Começar o ano a ler teatro, nomeadamente duas peças de
Luigi Pirandello (n. 1867 – m. 1936). Com tradução de Isabel Lopes, “O Barrete
de Guizos” e “O Homem, A Besta e A Virtude” são as duas peças, reunidas num só
volume, que marcaram o início da parceria estabelecida entre o Teatro da Rainha
e a editora Companhia das Ilhas. Entretanto, foram publicados na mesma colecção volumes de
Beckett, Martin Crimp e Jean-Pierre Sarrazac. À maneira de prefácio, Fernando
Mora Ramos apresenta Pirandello como um “contra-aristotélico”. Assim o é, quer
na lógica, quer na ética. A ligar estas duas peças, por exemplo, o tema do adultério
surge expurgado de qualquer consideração moralizante, sublevando as partes implicadas
num processo que tem tanto de humorístico como de desmistificador.
Em “O
Barrete de Guizos”: uma mulher ciumenta e desconfiada procura incriminar o
marido, tentando apanhá-lo em flagrante com a suposta amante. Esquece-se de
que ao fazê-lo põe também em xeque a honra do marido da amante, servo fiel do presumível
marido adúltero. A quadratura poderia fechar-se neste cruzamento de interesses
em que tanto a “corda da civilidade” como a “corda da seriedade” parecem
desafinadas, não fosse haver entre o interior e o exterior da quadratura um desajustamento
que nos leva ao que é verdadeiramente
essencial nestas peças: desmontar a hipocrisia com que, por interesse ou
pressão social, somos levados a fazer o que não queremos e, por com sequência,
a ser o que não somos.
Ciampa, corno eventual, sabe bem onde está metido, tem até uma tese sobre
o assunto fundada no que poderíamos apelidar de alegoria das marionetas: «No
íntimo, ninguém está contente com o seu papel. Cada qual, tendo diante de si a sua
própria marioneta, havia certamente de lhe cuspir na cara. Mas pelos outros
não, pelos outros gostaria de a ver respeitada».

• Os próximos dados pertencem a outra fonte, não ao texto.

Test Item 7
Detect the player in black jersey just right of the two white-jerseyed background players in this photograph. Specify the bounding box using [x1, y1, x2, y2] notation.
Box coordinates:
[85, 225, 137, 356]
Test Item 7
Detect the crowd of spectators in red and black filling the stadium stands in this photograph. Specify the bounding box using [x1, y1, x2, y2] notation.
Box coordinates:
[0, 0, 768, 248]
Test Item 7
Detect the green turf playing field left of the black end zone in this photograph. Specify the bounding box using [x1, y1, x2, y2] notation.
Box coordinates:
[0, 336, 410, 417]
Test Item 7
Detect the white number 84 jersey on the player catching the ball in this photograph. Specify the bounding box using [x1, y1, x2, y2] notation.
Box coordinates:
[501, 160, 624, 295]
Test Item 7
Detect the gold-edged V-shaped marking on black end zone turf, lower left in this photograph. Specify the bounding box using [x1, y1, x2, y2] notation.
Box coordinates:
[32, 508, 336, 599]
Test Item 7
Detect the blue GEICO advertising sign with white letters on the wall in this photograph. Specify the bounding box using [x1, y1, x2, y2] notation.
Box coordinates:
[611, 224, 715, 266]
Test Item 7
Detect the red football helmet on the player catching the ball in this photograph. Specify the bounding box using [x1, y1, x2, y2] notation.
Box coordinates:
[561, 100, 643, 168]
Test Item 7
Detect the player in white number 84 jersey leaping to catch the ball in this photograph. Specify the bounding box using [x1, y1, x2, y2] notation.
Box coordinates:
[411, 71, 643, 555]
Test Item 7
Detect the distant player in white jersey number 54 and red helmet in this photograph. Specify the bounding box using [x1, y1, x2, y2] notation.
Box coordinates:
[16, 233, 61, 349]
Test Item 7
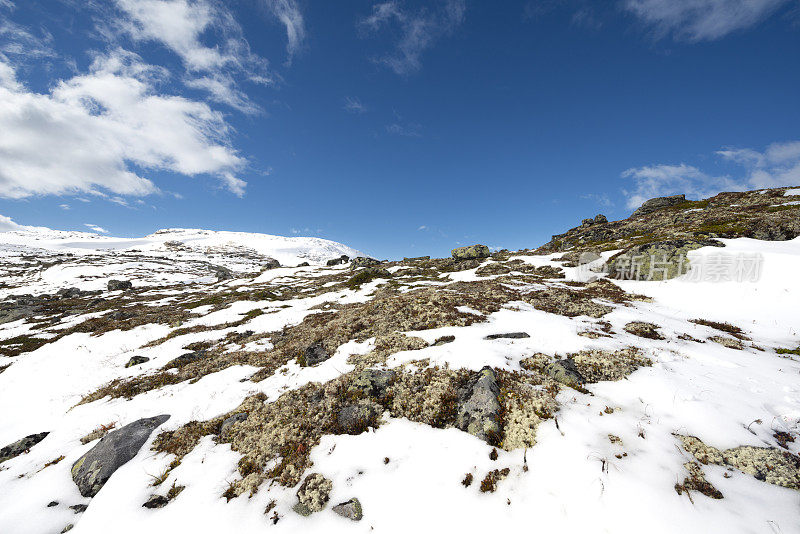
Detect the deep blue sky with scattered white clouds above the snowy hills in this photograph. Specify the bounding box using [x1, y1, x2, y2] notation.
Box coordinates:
[0, 0, 800, 258]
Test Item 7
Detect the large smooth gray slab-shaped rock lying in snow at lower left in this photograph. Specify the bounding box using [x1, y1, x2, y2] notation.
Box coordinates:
[72, 415, 170, 497]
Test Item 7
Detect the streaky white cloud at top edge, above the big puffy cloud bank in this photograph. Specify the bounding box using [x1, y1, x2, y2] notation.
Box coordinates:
[106, 0, 274, 113]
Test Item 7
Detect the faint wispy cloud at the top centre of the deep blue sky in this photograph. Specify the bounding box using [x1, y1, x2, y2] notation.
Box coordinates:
[358, 0, 466, 76]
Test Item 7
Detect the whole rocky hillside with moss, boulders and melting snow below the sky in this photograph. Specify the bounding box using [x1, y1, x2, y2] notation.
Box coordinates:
[0, 188, 800, 533]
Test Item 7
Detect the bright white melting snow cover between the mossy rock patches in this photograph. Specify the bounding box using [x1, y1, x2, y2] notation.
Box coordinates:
[0, 227, 800, 534]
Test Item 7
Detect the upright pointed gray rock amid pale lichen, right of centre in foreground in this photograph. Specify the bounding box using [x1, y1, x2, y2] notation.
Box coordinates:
[456, 366, 502, 444]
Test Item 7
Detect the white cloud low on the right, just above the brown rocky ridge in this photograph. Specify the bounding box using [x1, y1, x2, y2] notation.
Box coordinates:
[622, 141, 800, 208]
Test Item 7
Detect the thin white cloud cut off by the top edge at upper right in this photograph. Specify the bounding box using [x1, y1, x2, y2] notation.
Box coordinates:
[624, 0, 791, 41]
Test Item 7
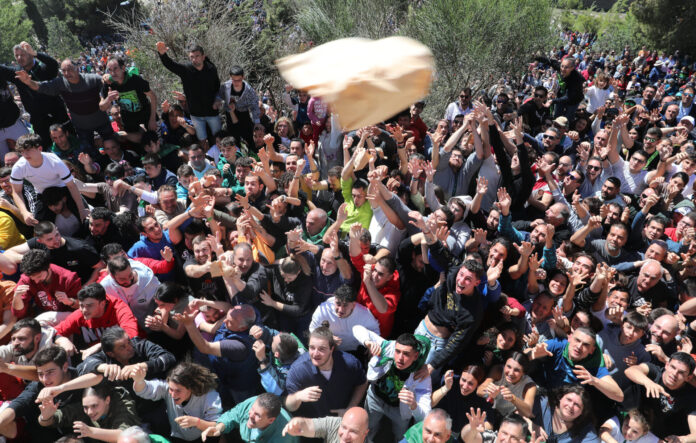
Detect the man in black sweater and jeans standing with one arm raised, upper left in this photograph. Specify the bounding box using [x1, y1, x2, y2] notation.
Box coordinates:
[157, 42, 222, 146]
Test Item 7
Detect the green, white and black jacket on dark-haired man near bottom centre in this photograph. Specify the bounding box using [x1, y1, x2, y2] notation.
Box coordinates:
[374, 335, 430, 406]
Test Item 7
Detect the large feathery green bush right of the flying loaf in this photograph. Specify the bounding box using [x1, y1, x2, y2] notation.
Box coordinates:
[402, 0, 554, 125]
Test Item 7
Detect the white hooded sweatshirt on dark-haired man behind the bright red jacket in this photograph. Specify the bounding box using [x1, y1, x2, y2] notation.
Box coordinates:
[101, 259, 160, 329]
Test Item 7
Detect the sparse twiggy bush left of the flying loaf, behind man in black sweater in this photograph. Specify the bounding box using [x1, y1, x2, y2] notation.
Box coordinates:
[106, 0, 284, 108]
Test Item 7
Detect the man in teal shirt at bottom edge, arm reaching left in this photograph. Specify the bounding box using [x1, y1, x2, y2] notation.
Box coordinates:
[201, 392, 300, 443]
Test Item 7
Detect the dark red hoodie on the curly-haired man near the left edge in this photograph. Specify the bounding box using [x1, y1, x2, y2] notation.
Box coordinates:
[12, 264, 82, 319]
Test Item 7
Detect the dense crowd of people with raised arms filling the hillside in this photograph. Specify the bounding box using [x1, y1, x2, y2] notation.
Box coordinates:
[0, 32, 696, 443]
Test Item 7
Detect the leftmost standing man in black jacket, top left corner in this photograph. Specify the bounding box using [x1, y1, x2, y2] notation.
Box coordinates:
[0, 42, 69, 143]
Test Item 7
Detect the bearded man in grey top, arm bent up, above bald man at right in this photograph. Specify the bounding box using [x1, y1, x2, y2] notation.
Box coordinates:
[570, 215, 640, 266]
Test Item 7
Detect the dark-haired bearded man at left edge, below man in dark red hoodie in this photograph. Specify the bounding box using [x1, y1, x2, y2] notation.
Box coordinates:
[0, 318, 56, 401]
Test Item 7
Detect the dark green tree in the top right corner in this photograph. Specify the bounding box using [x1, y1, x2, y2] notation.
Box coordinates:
[630, 0, 696, 54]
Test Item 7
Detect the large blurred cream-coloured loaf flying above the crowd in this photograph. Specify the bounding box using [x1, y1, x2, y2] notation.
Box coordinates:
[275, 37, 434, 130]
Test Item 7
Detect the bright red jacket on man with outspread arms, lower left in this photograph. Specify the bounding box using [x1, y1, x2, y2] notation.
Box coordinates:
[56, 295, 145, 347]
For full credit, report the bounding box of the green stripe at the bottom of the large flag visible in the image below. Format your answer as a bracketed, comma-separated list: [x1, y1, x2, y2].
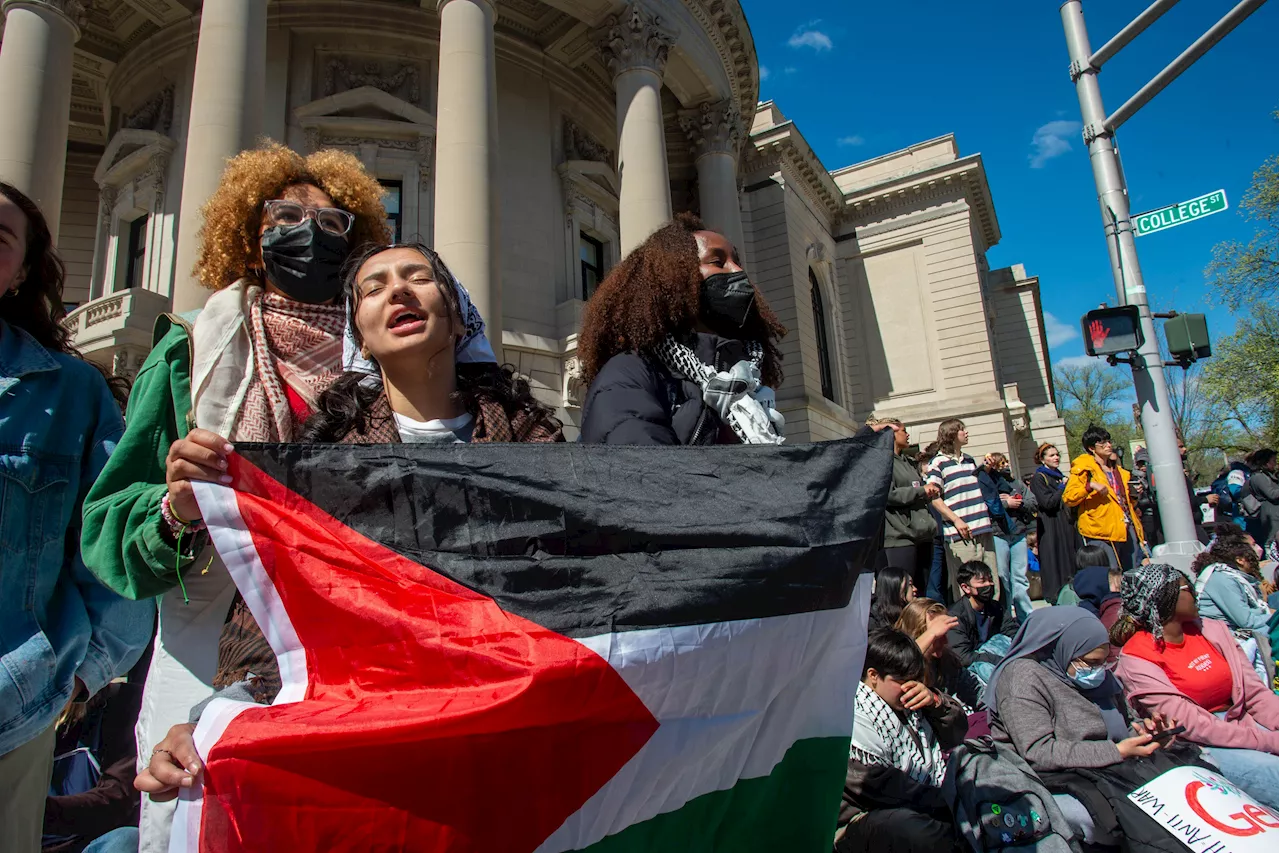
[570, 735, 849, 853]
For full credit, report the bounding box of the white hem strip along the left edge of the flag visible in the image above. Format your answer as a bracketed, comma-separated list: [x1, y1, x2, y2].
[169, 480, 307, 853]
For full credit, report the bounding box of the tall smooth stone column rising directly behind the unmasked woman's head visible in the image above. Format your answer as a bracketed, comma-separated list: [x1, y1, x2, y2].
[434, 0, 502, 345]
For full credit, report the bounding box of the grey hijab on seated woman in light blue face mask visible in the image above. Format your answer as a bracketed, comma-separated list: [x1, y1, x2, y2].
[982, 607, 1129, 740]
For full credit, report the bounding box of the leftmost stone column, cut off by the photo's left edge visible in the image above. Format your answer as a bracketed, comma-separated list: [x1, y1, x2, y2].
[0, 0, 84, 241]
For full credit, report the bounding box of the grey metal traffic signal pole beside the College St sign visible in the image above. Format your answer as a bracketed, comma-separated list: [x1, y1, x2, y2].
[1061, 0, 1266, 567]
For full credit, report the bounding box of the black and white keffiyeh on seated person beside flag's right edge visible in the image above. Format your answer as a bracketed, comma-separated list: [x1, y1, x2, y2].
[849, 683, 947, 788]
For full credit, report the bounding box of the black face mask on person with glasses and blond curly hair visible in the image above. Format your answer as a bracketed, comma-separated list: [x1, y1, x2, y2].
[261, 219, 349, 305]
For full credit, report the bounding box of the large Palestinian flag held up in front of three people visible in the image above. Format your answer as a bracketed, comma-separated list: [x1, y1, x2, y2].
[170, 433, 892, 853]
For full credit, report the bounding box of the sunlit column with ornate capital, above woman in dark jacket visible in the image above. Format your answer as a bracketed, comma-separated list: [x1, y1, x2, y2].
[600, 3, 677, 256]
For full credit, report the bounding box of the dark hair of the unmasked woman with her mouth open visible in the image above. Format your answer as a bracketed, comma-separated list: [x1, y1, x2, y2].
[298, 242, 561, 443]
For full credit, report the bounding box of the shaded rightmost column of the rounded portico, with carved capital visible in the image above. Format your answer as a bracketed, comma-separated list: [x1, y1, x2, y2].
[680, 100, 745, 255]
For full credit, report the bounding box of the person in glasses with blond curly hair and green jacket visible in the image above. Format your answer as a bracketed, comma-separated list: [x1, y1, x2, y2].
[82, 143, 389, 850]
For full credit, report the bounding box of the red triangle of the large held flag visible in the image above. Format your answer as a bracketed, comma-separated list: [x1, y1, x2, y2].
[200, 456, 658, 853]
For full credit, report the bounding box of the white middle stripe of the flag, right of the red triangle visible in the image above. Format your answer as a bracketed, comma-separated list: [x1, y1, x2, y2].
[536, 574, 872, 853]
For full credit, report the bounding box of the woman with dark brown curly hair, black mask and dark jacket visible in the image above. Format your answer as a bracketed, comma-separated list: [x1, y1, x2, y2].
[577, 214, 786, 444]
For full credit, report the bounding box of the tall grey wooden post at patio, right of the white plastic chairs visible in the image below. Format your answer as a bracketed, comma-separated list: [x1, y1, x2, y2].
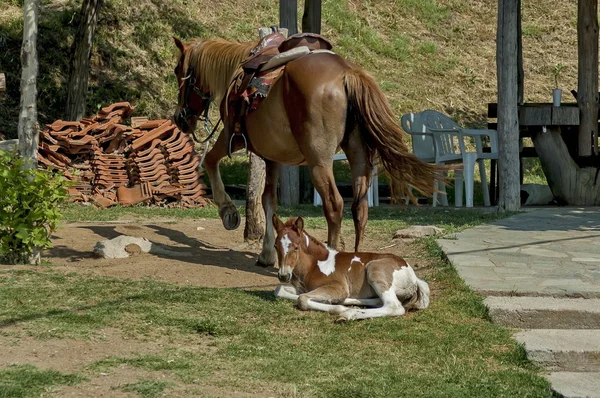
[496, 0, 520, 211]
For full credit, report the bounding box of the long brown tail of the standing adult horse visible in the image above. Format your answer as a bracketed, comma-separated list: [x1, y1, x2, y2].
[344, 67, 445, 202]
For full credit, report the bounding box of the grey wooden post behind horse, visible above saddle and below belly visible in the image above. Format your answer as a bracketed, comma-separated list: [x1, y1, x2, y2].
[279, 0, 300, 206]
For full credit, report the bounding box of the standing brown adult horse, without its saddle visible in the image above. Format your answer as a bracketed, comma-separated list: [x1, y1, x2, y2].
[174, 38, 440, 266]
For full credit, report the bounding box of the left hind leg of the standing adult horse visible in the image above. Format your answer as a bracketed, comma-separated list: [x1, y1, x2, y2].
[308, 164, 344, 250]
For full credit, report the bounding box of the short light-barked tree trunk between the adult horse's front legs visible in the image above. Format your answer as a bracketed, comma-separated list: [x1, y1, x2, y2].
[244, 153, 266, 243]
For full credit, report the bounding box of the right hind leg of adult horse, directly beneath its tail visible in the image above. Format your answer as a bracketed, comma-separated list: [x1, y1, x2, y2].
[343, 129, 373, 251]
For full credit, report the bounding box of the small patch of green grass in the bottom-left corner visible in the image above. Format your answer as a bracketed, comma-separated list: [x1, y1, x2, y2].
[0, 365, 85, 398]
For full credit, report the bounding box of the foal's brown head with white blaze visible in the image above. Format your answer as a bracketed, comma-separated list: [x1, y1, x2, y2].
[273, 214, 306, 283]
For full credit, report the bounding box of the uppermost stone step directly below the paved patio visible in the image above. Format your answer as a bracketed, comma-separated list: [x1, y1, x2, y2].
[484, 296, 600, 329]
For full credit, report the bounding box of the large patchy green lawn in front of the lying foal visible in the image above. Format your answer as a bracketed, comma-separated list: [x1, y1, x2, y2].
[0, 249, 550, 397]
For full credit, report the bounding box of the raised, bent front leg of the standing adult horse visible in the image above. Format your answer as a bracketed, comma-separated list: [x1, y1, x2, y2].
[204, 134, 241, 230]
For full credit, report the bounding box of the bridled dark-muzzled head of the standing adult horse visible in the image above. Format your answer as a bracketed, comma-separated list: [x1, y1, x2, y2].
[173, 37, 211, 134]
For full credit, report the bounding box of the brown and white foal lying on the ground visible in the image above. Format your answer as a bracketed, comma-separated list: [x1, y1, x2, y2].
[273, 214, 429, 321]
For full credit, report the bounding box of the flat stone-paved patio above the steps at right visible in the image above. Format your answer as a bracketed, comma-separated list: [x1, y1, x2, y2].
[438, 207, 600, 298]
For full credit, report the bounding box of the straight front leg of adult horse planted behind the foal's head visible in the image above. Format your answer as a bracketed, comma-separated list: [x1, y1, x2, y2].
[256, 160, 281, 267]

Também o professor Paolino, da
peça “O Homem, A Besta e a Virtude”, fala de hipocrisia aos seus alunos: «Uma
pessoa que finge, precisamente como um comediante, que finge ser, por exemplo,
um rei e, no entanto, não passa de um pobre piolhoso, ou que representa
qualquer outro papel. Que mal há nisso? Nenhum. Dever! Profissão! — Então onde
é que está o mal? O mal é quando não se é hipócrita dessa maneira, por dever,
por profissão, em cima do palco; mas por gosto, por interesse, por maldade, por
hábito, na vida — ou mesmo por educação — não haja dúvida, porque educado, ser
educado, quer dizer isso mesmo: — por dentro, negros como corvos; por fora,
brancos como pombas; fel no corpo, mel na boca. O mal é quando se entra aqui a
dizer: Bom dia, senhor professor, em vez de: — Vá para o diabo, senhor
professor!» Mas aqui a história é outra. O professor é o homem, ou seja, aquele
que trai, por razões que considera não apenas justas como até virtuosas. A
Besta é o marido traído, por razões que somos levados a considerar mais que
justificadas. E a Virtude é a mulher adúltera, com motivos mais que
razoáveis para que o seja.
A inversão dos padrões morais levada a cabo nestas duas
peças tem um sentido divertido do tipo “crítica
de costumes”, cem anos depois estupidamente actualizada com a virtualização das
relações humanas a permitir um crescendo de moralismo evangelizador disseminado
um pouco por todo o mundo. Claro está que por detrás do véu moralista,
castrador e puritano, outras devassas se vão perpetuando sem que ninguém se
preocupe em disfarçá-las, de tão entretidas andarem as massas a
discutir futilidades. Nestas duas peças do Nobel Pirandello, a “santa
paz doméstica” é antes a fachada que derrui para que o público assista um
pouco ao ridículo de si mesmo. A verdade e a mentira deixam de ser
avaliáveis segundo padrões axiológicos, podendo, dadas as circunstâncias, assumir num mesmo rosto faces viciosas e ao mesmo tempo cheias de virtude.
Engraçado é perceber a
fragilidade dos absolutismos e das tão fáceis, urgentes e comuns precipitações do
julgamento alheio, estabelecendo paradigmas e estereótipos acerca dos
comportamentos humanos como se não fosse paradoxal a realidade a que em todo o
momento estamos enredados. O que é a honestidade e a virtude onde o vício surge
legitimado pela prática comum? Por cá, o povo diz «ladrão que rouba ladrão tem
cem anos de perdão». Que é isto senão uma legitimação da gatunagem? Quem nunca
pecou, atire a primeira pedra. Será esta uma mensagem de perdão universal?
Mais
do que sublinhar virtudes ou apontar pecados, mais do que legitimar
comportamentos, a arte que deste modo nos revela enquanto seres ambíguos e paradoxais, resulta de uma auscultação, de
um diagnóstico, de uma observação que dá a ver a realidade sem filtros
morais, tal qual ela se apresenta a quem a viva na plenitude das suas
contradições intrínsecas. Talvez por isso este também seja um teatro de denúncia,
denúncia da hipocrisia com que disfarçamos a nossa natureza para nos desresponsabilizarmos
das nossas acções. A graça está em assim nos vermos a descoberto, como na antiguidade
o actor que apontava sentado na plateia o visado que inspirara a personagem. A
arte também é uma armadilha para caçar hipócritas.